HRS § 431:10C-303.5(a) (Supp.1997). This section became effective on January 1, 1998. We ordered supplemental briefing to address the effect of the enactment of this statutory section on the outcome of the instant appeal. Alamo asserts that the enactment of this section indicates that the circuit court was erroneous in holding that its contract was against public policy. Plaintiffs assert that this amendment has prospective effect only and that the enactment of this statute recognizes that, under prior law, Alamo's attempt to shift primary responsibility for providing insurance coverage was unlawful.

II. DISCUSSION
A. Public policy, as expressed by the Hawai'i Motor Vehicle Insurance Law, does not allow an owner to contractually shift primary responsibility for providing minimum insurance coverage.

This case presents an issue of first impression in Hawai'i. We must determine whether the owner of a vehicle may satisfy the minimum requirements of HRS Chapter 431:10C by contracting that the owner's insurance policy will not have any responsibility for providing liability coverage unless a permissive user's personal insurance policy is insufficient to meet the statutorily required minimum amount of liability insurance. This question has generated diametrically opposed holdings in courts of other jurisdictions. 3 We hold that the owner of a vehicle has the primary obligation to provide minimum coverage for the owned vehicle and that this obligation may not be avoided through a unilateral contract with a permissive user of the vehicle.

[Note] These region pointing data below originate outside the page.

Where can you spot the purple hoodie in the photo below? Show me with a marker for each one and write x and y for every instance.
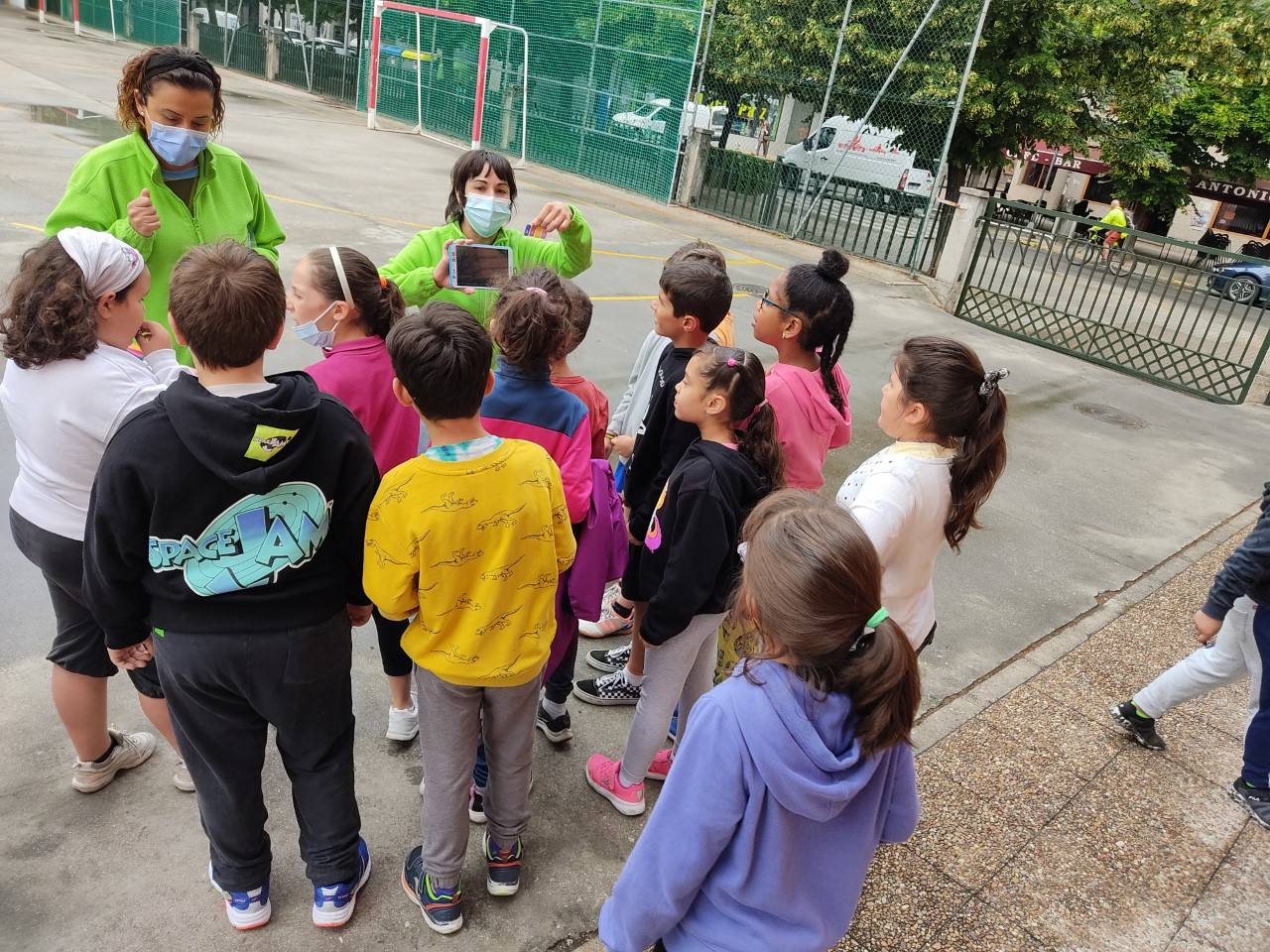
(766, 825)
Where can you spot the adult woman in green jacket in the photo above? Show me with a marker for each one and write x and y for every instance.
(164, 188)
(481, 198)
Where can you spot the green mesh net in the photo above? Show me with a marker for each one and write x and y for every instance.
(590, 61)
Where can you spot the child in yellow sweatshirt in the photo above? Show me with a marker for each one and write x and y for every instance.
(470, 538)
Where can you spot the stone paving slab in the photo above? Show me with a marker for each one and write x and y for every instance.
(1044, 829)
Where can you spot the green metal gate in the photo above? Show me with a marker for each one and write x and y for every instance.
(1164, 309)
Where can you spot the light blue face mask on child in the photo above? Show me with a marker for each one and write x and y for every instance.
(486, 214)
(310, 334)
(175, 145)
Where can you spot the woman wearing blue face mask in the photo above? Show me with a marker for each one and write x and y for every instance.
(164, 188)
(480, 204)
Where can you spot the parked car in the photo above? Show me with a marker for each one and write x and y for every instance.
(867, 164)
(649, 119)
(1242, 282)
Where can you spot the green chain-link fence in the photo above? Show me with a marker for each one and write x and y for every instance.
(150, 22)
(607, 81)
(832, 118)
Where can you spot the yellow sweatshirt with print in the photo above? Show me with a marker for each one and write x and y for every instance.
(472, 549)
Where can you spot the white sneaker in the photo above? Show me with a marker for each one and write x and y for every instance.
(403, 725)
(245, 910)
(131, 751)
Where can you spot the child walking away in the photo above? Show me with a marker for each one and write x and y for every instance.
(563, 376)
(75, 306)
(803, 758)
(227, 518)
(338, 302)
(693, 298)
(470, 538)
(1233, 630)
(948, 417)
(530, 325)
(806, 313)
(690, 561)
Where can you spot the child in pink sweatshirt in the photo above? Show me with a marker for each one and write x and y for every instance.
(339, 303)
(807, 315)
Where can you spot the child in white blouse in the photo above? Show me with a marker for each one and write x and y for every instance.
(948, 417)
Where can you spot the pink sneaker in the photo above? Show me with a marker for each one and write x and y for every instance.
(602, 774)
(661, 766)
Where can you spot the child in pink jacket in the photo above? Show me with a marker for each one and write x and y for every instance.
(807, 315)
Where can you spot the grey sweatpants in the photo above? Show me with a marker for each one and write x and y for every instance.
(1228, 657)
(676, 673)
(460, 716)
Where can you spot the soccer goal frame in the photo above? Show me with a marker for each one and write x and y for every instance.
(486, 28)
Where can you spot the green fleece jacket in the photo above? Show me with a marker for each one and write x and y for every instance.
(413, 266)
(227, 203)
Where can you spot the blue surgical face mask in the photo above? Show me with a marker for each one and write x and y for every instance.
(310, 334)
(486, 214)
(175, 145)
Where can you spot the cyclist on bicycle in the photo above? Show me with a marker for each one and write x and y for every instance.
(1118, 221)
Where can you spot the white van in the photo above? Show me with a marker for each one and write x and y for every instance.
(874, 171)
(649, 119)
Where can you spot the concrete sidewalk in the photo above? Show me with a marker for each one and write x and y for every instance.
(1046, 829)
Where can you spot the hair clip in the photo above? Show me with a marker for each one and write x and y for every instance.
(991, 380)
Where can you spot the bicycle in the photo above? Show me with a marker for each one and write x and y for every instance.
(1080, 252)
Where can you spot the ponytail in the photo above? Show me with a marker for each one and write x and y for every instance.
(817, 295)
(377, 299)
(812, 583)
(739, 375)
(965, 407)
(757, 442)
(531, 318)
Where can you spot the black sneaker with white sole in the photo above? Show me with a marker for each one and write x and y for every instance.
(558, 730)
(1141, 729)
(610, 660)
(1255, 800)
(607, 690)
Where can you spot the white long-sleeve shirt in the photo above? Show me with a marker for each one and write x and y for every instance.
(901, 497)
(63, 416)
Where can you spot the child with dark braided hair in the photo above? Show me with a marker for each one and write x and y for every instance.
(806, 315)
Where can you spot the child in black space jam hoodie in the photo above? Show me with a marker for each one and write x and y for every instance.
(227, 518)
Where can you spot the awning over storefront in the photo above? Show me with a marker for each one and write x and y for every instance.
(1065, 159)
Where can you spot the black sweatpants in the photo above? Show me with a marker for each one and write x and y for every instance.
(223, 690)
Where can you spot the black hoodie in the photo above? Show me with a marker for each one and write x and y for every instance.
(690, 560)
(229, 515)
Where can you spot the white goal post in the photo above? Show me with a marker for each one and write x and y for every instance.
(486, 27)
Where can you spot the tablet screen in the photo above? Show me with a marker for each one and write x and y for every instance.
(481, 266)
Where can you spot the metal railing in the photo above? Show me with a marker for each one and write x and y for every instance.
(858, 217)
(1141, 303)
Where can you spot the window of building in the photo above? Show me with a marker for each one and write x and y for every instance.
(1098, 189)
(1040, 176)
(1242, 218)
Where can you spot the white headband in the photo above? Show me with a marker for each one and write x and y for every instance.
(339, 273)
(108, 264)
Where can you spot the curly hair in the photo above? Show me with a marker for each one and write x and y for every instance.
(49, 312)
(531, 318)
(178, 64)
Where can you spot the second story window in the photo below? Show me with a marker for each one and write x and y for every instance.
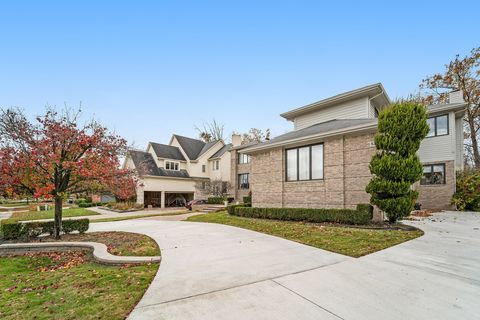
(243, 158)
(170, 165)
(243, 182)
(216, 165)
(438, 126)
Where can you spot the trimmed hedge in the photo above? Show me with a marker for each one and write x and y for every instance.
(345, 216)
(216, 200)
(231, 208)
(19, 230)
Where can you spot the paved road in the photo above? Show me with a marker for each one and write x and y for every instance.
(213, 271)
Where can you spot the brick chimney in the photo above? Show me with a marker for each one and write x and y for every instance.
(456, 96)
(236, 140)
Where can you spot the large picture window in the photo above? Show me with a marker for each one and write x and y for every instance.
(438, 126)
(433, 174)
(305, 163)
(170, 165)
(243, 158)
(243, 182)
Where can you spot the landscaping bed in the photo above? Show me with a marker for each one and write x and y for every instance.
(49, 214)
(66, 285)
(352, 241)
(118, 243)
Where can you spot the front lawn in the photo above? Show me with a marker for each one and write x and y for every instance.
(49, 214)
(68, 286)
(354, 242)
(118, 243)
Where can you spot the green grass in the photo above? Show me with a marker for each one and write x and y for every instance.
(118, 243)
(138, 216)
(83, 291)
(354, 242)
(38, 215)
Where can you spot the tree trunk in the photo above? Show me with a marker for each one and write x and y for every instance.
(473, 137)
(58, 217)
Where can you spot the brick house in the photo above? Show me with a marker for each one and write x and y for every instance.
(324, 161)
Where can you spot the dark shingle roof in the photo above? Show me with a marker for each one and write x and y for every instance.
(194, 148)
(144, 163)
(220, 152)
(324, 127)
(166, 151)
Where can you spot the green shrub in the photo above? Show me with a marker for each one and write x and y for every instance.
(231, 208)
(80, 225)
(19, 230)
(216, 200)
(12, 231)
(396, 166)
(467, 195)
(365, 207)
(345, 216)
(81, 200)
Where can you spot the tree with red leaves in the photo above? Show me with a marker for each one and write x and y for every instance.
(56, 156)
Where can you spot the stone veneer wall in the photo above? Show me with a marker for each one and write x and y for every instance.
(235, 170)
(439, 196)
(346, 174)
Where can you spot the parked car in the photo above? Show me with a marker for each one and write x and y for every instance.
(192, 203)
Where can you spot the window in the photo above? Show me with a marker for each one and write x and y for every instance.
(243, 158)
(216, 165)
(170, 165)
(305, 163)
(438, 126)
(433, 174)
(243, 181)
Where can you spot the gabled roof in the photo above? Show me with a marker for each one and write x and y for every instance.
(144, 163)
(146, 166)
(375, 91)
(167, 152)
(328, 128)
(221, 152)
(194, 148)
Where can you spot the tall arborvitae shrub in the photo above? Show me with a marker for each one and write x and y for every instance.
(395, 167)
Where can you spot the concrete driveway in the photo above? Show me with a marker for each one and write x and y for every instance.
(213, 271)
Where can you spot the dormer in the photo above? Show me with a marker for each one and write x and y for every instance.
(362, 103)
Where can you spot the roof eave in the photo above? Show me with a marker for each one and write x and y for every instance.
(358, 93)
(312, 137)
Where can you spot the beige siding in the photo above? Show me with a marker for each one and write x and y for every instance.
(355, 109)
(442, 148)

We review statutes de novo. Shimabuku v. Montgomery Elevator Co., 79 Hawai'i 352, 357, 903 P.2d 48, 52 (1995). "The starting point in statutory construction is to determine the legislative intent from the language of the statute itself." State v. Kaakimaka, 84 Hawai'i 280, 289, 933 P.2d 617, 626, reconsideration denied, 84 Hawai'i 496, 936 P.2d 191 (1997) (quoting State v. Ortiz, 74 Haw. 343, 351-52, 845 P.2d 547, 551-52, reconsideration denied, 74 Haw. 650, 849 P.2d 81 (1993)). "[O]ur foremost obligation [when interpreting a statute] is to ascertain and give effect to the intention of the legislature, which is obtained primarily from the language contained in the statute itself." State v. Aluli, 78 Hawai'i 317, 320, 893 P.2d 168, 171 (1995) (citation omitted). We read statutory language in the context of the entire statute, "and construe it in a manner consistent with its purpose." Mathewson v. Aloha Airlines, Inc., 82 Hawai'i 57, 71, 919 P.2d 969, 983 (1996) (citation and internal quotation marks omitted). "A rational, sensible and practicable interpretation [of a statute] is preferred to one which is unreasonable or impracticable." State v. Lobendahn, 71 Haw. 111, 112, 784 P.2d 872, 873 (1989) (citations and internal quotation marks omitted) (brackets in original). "The legislature is presumed not to intend an absurd result, and legislation will be construed to avoid, if possible, inconsistency, contradiction[,] and illogicality." State v. Arceo, 84 Hawai'i 1, 19, 928 P.2d 843, 861 (1996) (citation and internal quotation marks omitted).